Nationwide prospective, observational, cross-sectional, 1-day point-prevalence study.
The study included 454 intensive care units from a representative sample of 310 hospitals stratified by size.
Participants were 415 patients with severe sepsis or septic shock (according to criteria of the American College of Chest Physicians/Society of Critical Care Medicine Consensus Conference).

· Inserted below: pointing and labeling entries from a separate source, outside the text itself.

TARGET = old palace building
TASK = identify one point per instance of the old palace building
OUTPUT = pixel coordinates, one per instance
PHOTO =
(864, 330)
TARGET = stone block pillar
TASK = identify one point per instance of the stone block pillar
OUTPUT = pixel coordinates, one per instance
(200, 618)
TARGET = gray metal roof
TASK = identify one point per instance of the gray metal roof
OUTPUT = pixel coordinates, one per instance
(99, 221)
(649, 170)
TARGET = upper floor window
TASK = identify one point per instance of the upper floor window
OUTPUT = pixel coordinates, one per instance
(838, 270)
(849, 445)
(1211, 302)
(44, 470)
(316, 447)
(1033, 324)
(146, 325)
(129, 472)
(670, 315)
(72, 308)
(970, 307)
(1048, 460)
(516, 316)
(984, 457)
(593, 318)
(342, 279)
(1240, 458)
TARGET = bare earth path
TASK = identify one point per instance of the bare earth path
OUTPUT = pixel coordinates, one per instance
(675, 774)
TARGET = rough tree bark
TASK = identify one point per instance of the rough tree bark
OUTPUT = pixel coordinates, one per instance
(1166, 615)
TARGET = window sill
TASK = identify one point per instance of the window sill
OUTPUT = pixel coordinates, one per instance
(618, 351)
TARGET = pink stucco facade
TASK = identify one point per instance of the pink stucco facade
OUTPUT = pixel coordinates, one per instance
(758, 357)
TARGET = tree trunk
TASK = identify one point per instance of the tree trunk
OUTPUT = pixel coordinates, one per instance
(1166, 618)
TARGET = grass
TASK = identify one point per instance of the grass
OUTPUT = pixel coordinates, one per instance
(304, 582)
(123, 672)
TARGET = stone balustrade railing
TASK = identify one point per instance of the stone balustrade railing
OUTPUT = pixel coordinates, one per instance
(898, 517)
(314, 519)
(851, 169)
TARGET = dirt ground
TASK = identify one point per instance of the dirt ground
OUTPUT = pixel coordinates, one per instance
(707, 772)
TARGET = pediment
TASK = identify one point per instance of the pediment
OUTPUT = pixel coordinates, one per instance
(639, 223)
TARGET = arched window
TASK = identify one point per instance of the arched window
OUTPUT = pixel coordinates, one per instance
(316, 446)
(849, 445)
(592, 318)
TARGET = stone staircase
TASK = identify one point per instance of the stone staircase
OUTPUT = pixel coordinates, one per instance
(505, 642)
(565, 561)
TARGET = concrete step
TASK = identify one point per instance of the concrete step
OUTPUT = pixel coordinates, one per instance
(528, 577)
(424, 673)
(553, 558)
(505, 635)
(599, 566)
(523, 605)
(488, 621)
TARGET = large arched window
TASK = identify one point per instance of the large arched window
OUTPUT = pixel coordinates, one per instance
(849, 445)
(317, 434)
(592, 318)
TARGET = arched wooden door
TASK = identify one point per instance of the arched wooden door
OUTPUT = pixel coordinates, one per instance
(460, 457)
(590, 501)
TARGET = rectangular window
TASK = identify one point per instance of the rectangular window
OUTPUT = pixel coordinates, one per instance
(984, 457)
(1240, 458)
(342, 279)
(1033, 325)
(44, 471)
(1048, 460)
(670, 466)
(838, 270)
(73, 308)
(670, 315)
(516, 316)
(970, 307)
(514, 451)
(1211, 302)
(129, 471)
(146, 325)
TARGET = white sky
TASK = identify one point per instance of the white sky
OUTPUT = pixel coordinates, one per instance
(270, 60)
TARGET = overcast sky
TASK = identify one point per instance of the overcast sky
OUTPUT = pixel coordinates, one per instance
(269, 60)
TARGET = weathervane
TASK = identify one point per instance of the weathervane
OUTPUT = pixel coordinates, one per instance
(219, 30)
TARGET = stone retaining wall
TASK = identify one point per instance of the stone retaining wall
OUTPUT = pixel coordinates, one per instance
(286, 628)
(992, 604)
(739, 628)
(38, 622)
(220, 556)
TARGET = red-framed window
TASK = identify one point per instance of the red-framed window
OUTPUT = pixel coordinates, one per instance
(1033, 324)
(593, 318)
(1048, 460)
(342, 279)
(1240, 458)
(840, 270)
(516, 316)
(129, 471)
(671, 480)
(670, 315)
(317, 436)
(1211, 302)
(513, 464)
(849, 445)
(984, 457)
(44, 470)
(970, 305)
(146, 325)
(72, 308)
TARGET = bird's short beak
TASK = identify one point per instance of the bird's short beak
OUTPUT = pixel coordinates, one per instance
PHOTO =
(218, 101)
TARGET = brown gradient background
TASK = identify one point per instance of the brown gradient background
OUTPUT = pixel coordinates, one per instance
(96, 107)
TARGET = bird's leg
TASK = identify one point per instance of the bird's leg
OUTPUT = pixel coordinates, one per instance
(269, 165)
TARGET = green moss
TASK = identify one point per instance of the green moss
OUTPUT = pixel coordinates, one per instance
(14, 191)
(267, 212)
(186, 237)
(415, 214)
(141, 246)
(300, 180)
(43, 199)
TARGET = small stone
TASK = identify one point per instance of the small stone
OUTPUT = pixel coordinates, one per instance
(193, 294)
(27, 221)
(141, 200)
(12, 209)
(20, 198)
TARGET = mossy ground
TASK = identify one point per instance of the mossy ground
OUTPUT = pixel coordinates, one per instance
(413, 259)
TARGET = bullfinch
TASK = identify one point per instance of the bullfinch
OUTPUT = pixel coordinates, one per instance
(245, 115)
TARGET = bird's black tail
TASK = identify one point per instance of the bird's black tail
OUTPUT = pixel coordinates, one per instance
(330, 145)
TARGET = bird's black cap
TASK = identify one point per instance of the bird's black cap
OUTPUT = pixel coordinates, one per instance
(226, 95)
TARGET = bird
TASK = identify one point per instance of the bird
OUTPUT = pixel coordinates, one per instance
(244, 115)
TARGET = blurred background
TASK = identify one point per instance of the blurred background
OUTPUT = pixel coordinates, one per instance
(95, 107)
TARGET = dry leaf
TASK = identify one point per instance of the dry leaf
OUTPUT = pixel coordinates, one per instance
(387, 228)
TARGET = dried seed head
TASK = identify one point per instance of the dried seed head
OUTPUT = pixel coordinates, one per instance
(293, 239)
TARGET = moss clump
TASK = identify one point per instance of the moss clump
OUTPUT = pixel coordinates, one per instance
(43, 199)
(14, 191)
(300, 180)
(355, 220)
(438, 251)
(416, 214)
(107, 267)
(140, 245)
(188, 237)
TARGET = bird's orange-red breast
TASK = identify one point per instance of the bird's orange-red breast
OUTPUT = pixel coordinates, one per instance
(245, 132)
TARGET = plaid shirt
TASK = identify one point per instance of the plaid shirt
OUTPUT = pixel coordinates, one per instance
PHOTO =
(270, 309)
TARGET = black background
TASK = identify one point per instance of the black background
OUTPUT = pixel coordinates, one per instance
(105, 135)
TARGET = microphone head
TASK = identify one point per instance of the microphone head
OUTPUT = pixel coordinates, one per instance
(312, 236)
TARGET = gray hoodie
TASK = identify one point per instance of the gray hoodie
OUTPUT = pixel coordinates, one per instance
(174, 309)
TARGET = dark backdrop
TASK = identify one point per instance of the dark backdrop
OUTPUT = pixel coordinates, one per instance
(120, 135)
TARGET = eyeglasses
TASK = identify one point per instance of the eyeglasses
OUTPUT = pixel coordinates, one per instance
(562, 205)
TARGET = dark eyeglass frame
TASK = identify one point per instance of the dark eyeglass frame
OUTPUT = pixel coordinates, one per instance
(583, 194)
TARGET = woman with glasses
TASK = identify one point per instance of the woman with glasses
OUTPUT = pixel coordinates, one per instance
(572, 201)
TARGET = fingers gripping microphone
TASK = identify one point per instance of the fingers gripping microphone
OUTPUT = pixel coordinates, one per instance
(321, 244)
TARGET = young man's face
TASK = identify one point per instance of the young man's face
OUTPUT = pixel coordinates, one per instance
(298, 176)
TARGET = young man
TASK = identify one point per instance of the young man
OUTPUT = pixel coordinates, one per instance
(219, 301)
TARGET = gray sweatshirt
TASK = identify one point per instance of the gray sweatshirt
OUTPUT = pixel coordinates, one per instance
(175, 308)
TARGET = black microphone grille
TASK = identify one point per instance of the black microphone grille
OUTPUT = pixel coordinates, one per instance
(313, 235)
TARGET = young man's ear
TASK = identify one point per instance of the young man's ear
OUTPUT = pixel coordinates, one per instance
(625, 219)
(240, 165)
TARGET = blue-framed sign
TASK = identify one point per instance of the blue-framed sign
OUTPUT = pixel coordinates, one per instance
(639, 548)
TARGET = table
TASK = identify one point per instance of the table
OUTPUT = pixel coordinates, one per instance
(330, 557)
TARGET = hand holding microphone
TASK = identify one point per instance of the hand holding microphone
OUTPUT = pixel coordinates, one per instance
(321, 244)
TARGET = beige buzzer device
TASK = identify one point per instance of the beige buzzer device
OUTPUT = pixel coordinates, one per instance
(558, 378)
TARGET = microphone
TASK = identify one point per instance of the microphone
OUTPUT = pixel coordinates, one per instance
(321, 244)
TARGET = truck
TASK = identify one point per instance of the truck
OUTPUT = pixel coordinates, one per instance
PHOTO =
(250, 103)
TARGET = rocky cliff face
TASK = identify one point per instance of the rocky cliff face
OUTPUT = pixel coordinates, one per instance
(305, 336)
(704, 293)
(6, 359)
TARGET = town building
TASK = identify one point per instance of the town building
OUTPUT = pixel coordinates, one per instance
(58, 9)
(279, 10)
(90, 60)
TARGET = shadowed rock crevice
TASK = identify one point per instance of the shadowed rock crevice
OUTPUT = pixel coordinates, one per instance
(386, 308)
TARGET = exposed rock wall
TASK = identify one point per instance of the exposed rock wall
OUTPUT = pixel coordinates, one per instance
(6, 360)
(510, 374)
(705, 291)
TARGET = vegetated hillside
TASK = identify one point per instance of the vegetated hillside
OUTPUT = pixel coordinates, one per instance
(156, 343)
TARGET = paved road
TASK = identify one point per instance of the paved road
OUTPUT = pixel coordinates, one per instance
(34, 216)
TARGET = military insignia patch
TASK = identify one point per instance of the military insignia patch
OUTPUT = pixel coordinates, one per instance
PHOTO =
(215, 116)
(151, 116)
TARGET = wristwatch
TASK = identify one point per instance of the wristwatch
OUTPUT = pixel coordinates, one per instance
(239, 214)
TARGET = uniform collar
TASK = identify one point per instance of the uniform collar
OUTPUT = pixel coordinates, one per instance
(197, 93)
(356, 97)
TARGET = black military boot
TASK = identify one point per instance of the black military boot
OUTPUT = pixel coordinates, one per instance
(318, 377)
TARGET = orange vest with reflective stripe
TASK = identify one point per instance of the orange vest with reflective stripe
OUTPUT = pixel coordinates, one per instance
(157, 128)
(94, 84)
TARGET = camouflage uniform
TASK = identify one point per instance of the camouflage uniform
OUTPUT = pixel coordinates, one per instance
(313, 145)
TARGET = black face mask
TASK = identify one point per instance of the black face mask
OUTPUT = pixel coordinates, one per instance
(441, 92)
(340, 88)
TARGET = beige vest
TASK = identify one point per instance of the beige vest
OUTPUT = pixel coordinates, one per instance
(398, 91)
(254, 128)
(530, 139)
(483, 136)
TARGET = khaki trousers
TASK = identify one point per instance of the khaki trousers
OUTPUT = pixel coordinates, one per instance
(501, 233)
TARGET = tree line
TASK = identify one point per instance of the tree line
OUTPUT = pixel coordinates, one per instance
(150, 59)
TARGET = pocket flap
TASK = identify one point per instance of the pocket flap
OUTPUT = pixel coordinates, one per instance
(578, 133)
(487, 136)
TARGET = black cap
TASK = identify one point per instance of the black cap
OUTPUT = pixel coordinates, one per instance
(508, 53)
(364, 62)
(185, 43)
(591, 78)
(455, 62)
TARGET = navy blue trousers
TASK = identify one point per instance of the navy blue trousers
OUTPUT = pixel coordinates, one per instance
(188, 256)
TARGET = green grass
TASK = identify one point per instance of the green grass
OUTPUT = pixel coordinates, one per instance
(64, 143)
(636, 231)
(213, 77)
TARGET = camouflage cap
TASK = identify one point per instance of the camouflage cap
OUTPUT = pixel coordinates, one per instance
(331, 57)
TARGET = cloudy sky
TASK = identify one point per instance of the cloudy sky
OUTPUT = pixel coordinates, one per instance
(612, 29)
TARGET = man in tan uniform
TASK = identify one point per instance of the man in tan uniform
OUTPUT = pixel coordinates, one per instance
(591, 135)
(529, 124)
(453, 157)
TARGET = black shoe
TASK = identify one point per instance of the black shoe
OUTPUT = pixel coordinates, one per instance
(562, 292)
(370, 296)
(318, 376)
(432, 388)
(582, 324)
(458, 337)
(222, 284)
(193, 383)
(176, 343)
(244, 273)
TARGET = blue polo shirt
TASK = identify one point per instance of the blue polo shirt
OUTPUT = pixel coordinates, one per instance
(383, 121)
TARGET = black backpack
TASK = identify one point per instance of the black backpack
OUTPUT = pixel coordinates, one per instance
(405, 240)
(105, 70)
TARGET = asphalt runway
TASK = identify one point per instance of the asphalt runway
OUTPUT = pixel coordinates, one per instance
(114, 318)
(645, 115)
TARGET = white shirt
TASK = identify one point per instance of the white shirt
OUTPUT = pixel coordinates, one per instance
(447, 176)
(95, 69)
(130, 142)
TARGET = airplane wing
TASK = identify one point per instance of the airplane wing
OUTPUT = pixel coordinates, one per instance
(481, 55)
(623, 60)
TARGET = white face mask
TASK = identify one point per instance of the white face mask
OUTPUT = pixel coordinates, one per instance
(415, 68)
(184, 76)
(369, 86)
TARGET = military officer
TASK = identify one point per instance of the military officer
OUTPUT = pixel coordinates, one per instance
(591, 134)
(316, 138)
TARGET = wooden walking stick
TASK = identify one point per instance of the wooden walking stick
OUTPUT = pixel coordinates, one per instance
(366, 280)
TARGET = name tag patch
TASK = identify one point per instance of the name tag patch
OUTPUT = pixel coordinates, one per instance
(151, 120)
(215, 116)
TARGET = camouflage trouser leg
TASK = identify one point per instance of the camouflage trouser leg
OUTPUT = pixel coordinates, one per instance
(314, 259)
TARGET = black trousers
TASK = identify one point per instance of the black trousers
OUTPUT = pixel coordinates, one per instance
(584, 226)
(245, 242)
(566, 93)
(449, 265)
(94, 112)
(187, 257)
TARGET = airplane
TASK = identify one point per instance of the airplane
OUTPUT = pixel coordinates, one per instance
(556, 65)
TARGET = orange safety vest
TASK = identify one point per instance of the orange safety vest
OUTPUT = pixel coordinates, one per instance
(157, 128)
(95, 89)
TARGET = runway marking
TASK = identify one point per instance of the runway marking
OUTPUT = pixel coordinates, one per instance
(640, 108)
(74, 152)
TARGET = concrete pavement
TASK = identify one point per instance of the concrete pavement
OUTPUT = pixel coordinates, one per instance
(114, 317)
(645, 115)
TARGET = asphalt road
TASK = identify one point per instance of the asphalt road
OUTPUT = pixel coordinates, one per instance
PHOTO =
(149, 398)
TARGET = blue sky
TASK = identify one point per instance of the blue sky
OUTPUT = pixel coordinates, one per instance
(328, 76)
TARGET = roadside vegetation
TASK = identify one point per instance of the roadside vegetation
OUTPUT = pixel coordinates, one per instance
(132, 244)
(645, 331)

Data were collected by on-site audits of trained external study physicians during randomly scheduled visits during 1 yr. Valid data on nutrition were available for 399 of 415 patients. The data showed that 20.1% of patients received exclusively enteral nutrition, 35.1% exclusively parenteral nutrition, and 34.6% mixed nutrition (parenteral and enteral); 10.3% were not fed at all. Patients with gastrointestinal/intra-abdominal infection, pancreatitis or neoplasm of the gastrointestinal tract, mechanical ventilation, or septic shock were less likely to receive exclusively enteral nutrition. Median Acute Physiology and Chronic Health Evaluation II and Sepsis-related Organ Failure Assessment scores were significantly different among the nutrition groups. Overall hospital mortality was 55.2%. Hospital mortality was significantly higher in patients receiving exclusively parenteral (62.3%) or mixed nutrition (57.1%) than in patients with exclusively enteral nutrition (38.9%) (p = .005). After adjustment for patient morbidity (Acute Physiology and Chronic Health Evaluation II score, presence of septic shock) and treatment factors (mechanical ventilation), multivariate analysis revealed that the presence of parenteral nutrition was significantly predictive of mortality (odds ratio, 2.09; 95% confidence interval, 1.29-3.37).
Patients with severe sepsis or septic shock in German intensive care units received preferentially parenteral or mixed nutrition. The use of parenteral nutrition was associated with an increased risk of death.